Once Salgado’s truck came to a stop, he hopped out and allegedly opened fire on two responding officers, striking one. They returned fire. Salgado was pronounced dead at a nearby hospital.
Berreth said that the injured officer’s vest stopped the bullet – but a fragment or some other object struck him in the side.
"The bullet hit him in the vest," he said. "There was some piece of material that penetrated into his left flank."
The results of a ballistics investigation were not yet available.
"I did speak with him this morning," Berreth said. "He seemed to be in good spirits. He was walking. He was moving. He was doing well."
Salgado allegedly gunned down 42-year-old Florencio Rodriguez in his Vista driveway early Sunday evening, according to the San Diego County Sheriff’s Department.
Authorities were still looking into a motive Monday evening, according to department spokesman Lt. Thomas Seiver.

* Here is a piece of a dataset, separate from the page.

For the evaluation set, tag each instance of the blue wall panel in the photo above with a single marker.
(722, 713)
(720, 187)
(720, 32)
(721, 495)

But the two were known to one another – with Rodriguez the husband of Salgado's ex-girlfriend's sister, he said.
When police finally stopped Salgado early Monday morning, his female cousin was in the passenger seat. Authorities said she was not considered a suspect.
As for Salgado, he had a criminal history and was spotted leaving the scene of the Vista homicide in a "unique" pickup truck, according to investigators.